Gewalt als Stilmittel

Johnny To gehört seit Jahre zu den produktivsten Regisseuren des Kinos aus Hongkong. Kaum ein Jahr vergeht, in dem er nicht mindestens zwei Filme auf die Leinwand bringt. Bereits 2004 war To in Cannes vertreten, als sein Film Breaking News an der Croisette zu sehen, allerdings nicht im Wettbewerb. Dieses Jahr hat To nun mit Election den Sprung in den offiziellen Wettbewerb geschafft. Hatte der Regisseur mit Breaking News versucht, das Genre des Hongkong-Krimis neu zu definieren – ein Versuch, der teilweise als gelungen bezeichnet werden kann – versucht er sich diesmal an einem weiteren typischen Genre der Studios der ehemaligen britischen Kronkolonie – dem Triaden-Film.

Die Triade der Wo Shing, die älteste Triade in Hongkong, will ein neues Oberhaupt für den kriminellen Geheimbund wählen. Die Ältesten treffen sich, um den geeigneten Gangster zu bestimmen. Ihr Favorit ist Lok (Simon Yam), ein umsichtiger und weiser Vertreter seiner Zunft. Doch auch der psychopatische Big D (Tony Leung Kai Fa) meldet seine Ansprüche auf den Vorsitz an, ein Ziel, dass er mit allen Mitteln verfolgt. So kommt es zu einem erbitterten Machtkampf zwischen den zwei Rivalen – ein Machtkampf, der gegen alle Sitten und Gebräuche der Triaden verstößt, da man normalerweise bedacht ist, interne Streitigkeiten durch Verhandlungen zu lösen.

Doch die interne Rivalität der Gangster löst eine Lawine der Gewalt aus, die in einen erbitterten Showdown mündet, womit wir auch beim Kernproblem von Election angekommen wären.

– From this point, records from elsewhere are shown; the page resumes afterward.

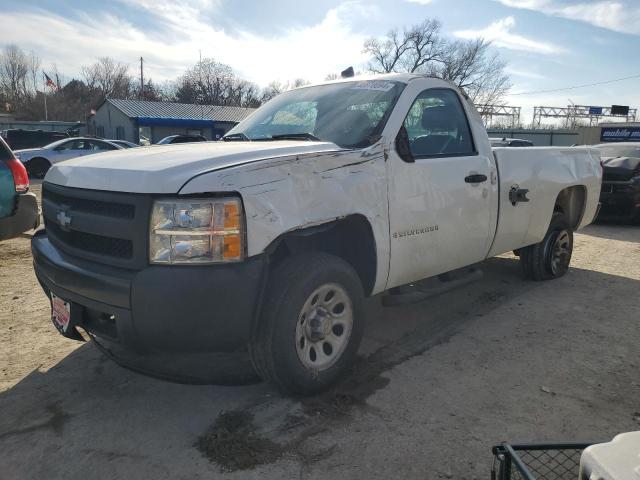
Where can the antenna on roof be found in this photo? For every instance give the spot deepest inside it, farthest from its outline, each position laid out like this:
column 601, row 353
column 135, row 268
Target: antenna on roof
column 347, row 73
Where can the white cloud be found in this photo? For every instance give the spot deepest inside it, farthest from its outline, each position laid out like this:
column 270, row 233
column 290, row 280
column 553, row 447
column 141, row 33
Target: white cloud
column 501, row 34
column 617, row 15
column 526, row 74
column 309, row 52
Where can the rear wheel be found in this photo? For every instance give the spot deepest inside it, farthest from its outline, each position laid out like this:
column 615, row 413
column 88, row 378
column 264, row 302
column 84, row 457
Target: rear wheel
column 311, row 325
column 38, row 167
column 550, row 258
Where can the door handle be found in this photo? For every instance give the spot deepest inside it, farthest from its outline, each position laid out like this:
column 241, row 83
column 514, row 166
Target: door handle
column 475, row 178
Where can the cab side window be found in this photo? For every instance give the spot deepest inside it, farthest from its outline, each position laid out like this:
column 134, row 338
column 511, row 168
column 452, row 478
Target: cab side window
column 437, row 126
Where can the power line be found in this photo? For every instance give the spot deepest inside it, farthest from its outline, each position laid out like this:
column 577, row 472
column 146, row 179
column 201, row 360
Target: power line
column 577, row 86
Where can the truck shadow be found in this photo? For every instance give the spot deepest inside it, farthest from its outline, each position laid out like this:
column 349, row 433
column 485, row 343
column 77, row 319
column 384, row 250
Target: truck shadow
column 109, row 419
column 613, row 231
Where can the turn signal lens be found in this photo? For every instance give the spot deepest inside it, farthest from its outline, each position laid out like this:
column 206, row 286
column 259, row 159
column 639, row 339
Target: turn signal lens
column 231, row 216
column 232, row 249
column 196, row 231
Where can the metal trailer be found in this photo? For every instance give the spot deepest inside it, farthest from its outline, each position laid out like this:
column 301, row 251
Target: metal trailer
column 539, row 461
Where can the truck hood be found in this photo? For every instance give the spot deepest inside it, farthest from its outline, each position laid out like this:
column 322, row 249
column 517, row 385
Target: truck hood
column 167, row 168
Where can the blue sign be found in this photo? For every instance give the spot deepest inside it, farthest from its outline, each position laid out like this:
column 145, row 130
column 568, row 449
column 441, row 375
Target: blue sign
column 620, row 134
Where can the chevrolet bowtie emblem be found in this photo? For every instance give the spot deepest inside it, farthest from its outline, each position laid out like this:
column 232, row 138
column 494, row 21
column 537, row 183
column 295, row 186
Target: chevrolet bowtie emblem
column 63, row 219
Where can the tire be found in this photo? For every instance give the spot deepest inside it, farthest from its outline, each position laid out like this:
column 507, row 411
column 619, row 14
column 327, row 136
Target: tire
column 38, row 167
column 550, row 258
column 301, row 346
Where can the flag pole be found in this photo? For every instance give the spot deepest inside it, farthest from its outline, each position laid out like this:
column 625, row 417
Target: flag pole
column 44, row 93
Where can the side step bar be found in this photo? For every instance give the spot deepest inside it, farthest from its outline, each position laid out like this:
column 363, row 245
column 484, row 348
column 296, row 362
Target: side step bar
column 416, row 293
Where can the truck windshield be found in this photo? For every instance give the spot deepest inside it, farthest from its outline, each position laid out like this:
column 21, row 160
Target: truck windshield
column 350, row 114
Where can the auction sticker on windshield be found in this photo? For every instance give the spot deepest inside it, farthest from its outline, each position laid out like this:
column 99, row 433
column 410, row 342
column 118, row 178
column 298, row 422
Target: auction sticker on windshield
column 379, row 85
column 60, row 313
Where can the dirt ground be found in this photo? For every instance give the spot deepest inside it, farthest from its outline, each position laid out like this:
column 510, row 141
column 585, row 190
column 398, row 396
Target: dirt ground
column 437, row 384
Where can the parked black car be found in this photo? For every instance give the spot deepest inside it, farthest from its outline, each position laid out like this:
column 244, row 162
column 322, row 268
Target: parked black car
column 181, row 139
column 18, row 138
column 620, row 194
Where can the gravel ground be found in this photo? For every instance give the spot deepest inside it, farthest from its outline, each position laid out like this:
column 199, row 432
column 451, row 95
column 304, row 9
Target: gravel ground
column 437, row 385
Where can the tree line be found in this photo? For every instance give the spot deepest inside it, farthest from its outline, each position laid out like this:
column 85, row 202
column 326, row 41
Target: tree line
column 419, row 48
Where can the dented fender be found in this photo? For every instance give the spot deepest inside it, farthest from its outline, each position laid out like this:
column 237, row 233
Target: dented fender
column 285, row 194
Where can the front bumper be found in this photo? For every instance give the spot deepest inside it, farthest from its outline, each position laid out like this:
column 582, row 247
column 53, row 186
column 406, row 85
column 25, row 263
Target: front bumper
column 158, row 309
column 25, row 217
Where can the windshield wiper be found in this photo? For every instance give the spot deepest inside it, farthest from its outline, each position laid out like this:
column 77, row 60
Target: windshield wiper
column 236, row 137
column 296, row 136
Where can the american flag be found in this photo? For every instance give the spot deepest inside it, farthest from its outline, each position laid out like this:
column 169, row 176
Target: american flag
column 50, row 83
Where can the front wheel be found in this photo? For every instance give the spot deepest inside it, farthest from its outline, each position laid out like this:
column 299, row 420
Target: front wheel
column 311, row 324
column 550, row 258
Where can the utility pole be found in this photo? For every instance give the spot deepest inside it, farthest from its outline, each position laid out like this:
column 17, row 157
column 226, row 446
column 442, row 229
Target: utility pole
column 44, row 94
column 141, row 79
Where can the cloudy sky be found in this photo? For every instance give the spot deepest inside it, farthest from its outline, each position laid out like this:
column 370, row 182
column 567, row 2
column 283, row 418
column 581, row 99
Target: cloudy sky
column 549, row 44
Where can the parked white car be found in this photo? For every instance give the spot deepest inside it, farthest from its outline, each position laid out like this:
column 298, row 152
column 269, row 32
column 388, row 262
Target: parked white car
column 39, row 160
column 269, row 241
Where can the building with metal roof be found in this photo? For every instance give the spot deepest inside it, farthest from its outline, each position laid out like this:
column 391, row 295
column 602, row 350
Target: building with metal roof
column 140, row 121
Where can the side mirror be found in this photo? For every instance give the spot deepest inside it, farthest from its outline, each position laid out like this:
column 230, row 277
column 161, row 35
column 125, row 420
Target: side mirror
column 403, row 146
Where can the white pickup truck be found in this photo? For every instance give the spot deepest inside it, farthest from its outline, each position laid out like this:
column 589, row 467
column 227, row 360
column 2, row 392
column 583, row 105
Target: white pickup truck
column 269, row 240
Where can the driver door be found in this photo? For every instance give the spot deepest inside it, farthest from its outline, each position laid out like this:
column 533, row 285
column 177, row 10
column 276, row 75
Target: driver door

Laut Regisseur Johnny To soll der Film den Konflikt zwischen Tradition, Ritual und Modernität widerspiegeln und aufzeigen, wie Gier und Ehrgeiz Tradition und Disziplin zerstören. Was Election jedoch tatsächlich bietet, ist reichlich Gewalt und zwar der übelsten und unappetitlichsten Sorte. Menschen werden mit Spaten systematisch zerlegt, in Fässern zermatscht und Schädel mit Steinen gespalten. Die Darstellung von Gewalt in Election ist so aufdringlich und ekelerregend, dass sie jede, falls vorhandene, Auseinandersetzung mit dem vom Regisseur beschworenen Thema vollkommen überdeckt. Daran können auch die bemühten Zwischenschnitte am Ende des Films nichts ändern, wenn sie dies denn überhaupt sollen.

Wenn an Election etwas Gutes zu finden ist, dann die schauspielerische Leistung von Tony Leung Kai Fa, der der Figur des Gangsters Big D eine wahrhaft furchteinflößende Aura verleiht und die mystischen und teilweise Aufsehen erregenden Bilder des meist im Halbdunkel gefilmten Streifens.

Möglicherweise hatte man sich in Cannes gedacht, dass Election als asiatischer Chili die Festivalsuppe würzen und schärfen könnte. Falls dies das Ziel war, dann haben die Köche kläglich versagt. Election ist nichts anderes, als der vielleicht hunderste Aufguss des typischen Triadeneintopfs – neu ist lediglich das Ausmaß der dargestellten Gewalttätigkeit.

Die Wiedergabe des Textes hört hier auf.